企業価値、企業の収益力についての指標について述べてきました。

 

次に考えるべきは「企業が株主から調達した資金を効率的に運用しているか」という観点から考えてみましょう。
あなたが投資先を選別している段階でこういう2つの会社があったらどちらに投資しますか?

 

・A社…10億円資本金を集めて一年間の利益が1億円
・B社…10億円資本金を集めて一年間の利益が5千万円

 

当然A社を選ばれると思います。
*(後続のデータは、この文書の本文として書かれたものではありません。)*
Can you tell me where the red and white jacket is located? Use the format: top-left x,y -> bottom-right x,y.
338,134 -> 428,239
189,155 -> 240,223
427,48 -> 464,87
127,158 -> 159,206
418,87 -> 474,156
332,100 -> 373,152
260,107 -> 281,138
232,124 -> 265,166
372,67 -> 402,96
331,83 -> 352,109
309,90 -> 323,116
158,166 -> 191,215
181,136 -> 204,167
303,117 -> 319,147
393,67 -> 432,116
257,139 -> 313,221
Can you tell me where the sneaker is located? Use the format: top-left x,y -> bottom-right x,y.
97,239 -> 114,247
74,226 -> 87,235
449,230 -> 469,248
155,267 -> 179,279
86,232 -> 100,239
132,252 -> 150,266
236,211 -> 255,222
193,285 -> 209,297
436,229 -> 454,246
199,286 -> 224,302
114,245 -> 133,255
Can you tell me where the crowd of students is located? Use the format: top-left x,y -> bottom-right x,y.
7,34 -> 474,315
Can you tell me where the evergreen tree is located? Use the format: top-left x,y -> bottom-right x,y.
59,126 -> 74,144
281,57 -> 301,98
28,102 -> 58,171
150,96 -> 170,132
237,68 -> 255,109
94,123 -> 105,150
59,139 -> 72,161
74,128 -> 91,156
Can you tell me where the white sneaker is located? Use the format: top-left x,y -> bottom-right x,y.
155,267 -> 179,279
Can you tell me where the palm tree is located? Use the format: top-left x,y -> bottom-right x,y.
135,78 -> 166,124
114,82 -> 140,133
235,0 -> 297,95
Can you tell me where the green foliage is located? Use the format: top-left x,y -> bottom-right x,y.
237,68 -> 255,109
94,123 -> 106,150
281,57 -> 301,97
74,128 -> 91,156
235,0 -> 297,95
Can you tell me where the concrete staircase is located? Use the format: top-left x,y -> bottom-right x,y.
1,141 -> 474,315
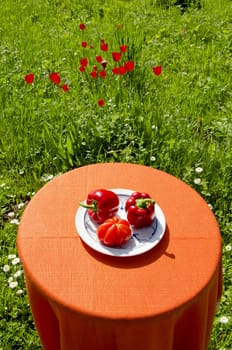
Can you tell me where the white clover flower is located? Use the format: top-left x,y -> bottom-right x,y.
195,166 -> 203,173
193,177 -> 201,185
10,219 -> 19,225
225,244 -> 232,252
3,265 -> 10,272
219,316 -> 229,324
11,258 -> 20,265
8,254 -> 16,260
9,281 -> 18,289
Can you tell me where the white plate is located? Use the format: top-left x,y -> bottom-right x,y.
75,188 -> 166,257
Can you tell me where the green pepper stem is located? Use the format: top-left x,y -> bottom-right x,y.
80,201 -> 97,213
135,198 -> 155,209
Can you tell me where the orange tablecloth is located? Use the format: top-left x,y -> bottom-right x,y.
17,163 -> 221,350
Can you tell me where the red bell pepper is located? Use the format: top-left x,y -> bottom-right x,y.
125,192 -> 155,228
80,189 -> 119,224
97,216 -> 132,247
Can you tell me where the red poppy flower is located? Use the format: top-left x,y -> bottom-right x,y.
24,73 -> 35,84
119,66 -> 127,75
112,67 -> 119,74
120,45 -> 127,53
97,98 -> 105,107
99,70 -> 106,78
62,84 -> 69,92
80,57 -> 88,67
79,23 -> 86,30
124,61 -> 135,72
90,70 -> 97,79
112,52 -> 121,62
49,72 -> 60,85
100,42 -> 108,51
96,55 -> 102,63
153,66 -> 162,75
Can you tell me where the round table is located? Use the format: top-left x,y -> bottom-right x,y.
17,163 -> 222,350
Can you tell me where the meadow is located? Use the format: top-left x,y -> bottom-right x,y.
0,0 -> 232,350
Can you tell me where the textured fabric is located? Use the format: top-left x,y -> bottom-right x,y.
17,163 -> 222,350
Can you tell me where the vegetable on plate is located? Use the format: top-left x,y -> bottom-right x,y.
125,192 -> 155,228
80,189 -> 119,224
97,216 -> 132,247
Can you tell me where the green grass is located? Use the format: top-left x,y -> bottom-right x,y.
0,0 -> 232,350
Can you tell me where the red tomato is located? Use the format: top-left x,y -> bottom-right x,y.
97,216 -> 131,247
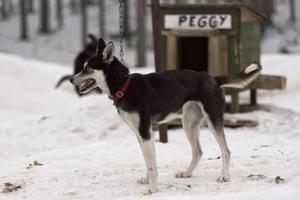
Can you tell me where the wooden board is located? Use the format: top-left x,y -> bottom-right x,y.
249,75 -> 286,90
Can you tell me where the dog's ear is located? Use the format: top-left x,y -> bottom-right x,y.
88,33 -> 97,43
96,38 -> 106,54
102,42 -> 115,63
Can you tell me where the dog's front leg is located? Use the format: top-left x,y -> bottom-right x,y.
138,106 -> 157,194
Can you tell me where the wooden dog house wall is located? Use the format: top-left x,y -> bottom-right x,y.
160,4 -> 265,112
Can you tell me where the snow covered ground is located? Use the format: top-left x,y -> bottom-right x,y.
0,53 -> 300,200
B社はA社と比較して半分の利益しか上げられません。

 

この効率性を判断するのがROEという指標です。

 

ROE(Return On Equity)…自己資本利益率

 

ROE=当期純利益÷自己資本(%)

 

高ければ高い程資金の効率的な運用を行っているという事になります。
例えば企業のROEが3%で利回りが4%の金融商品があったとします。
そうすれば投資家は当然に4%の方へ投資をしますから企業の経営者にとってこのROEは資金調達という面から考えるとしっかりした数字を出さなくてはなりません。
一般的には10%以上が投資の目安、15%以上だと優秀、20%を超すと相当素晴らしいと言われます

 

注意点としては

 

1.「借金が多くてもROEは高くなることがある」

 

ROEは分母が「自己資本」であるのがミソです。
企業は経営に必要な資金を
1.自己資本…資本金や今までの利益の貯蓄である留保金
2.他人資本…借入金等のいわゆる「負債」
の2本立てで調達しています。
資金調達に占める割合が「他人資本=借金」が多いと相対的に自己資本が減るので借金が多い会社でもROEが高く表示されてしまう恐れがあります。
ですのでこの場合は貸借対照表から自己資本と他人資本の割合(自己資本比率)を確認する必要があります。

 

2.過去からの推移を確認する

 

ROEの計算式が当期純利益が分子ですので一時的な借入金の増加、極端なリストラや会社の設備売却等による当期純利益の急激な変動等によってもROEは変動します。
従ってこれも過去数年(最低3年、出来れば5年)の推移を確認する事が重要です。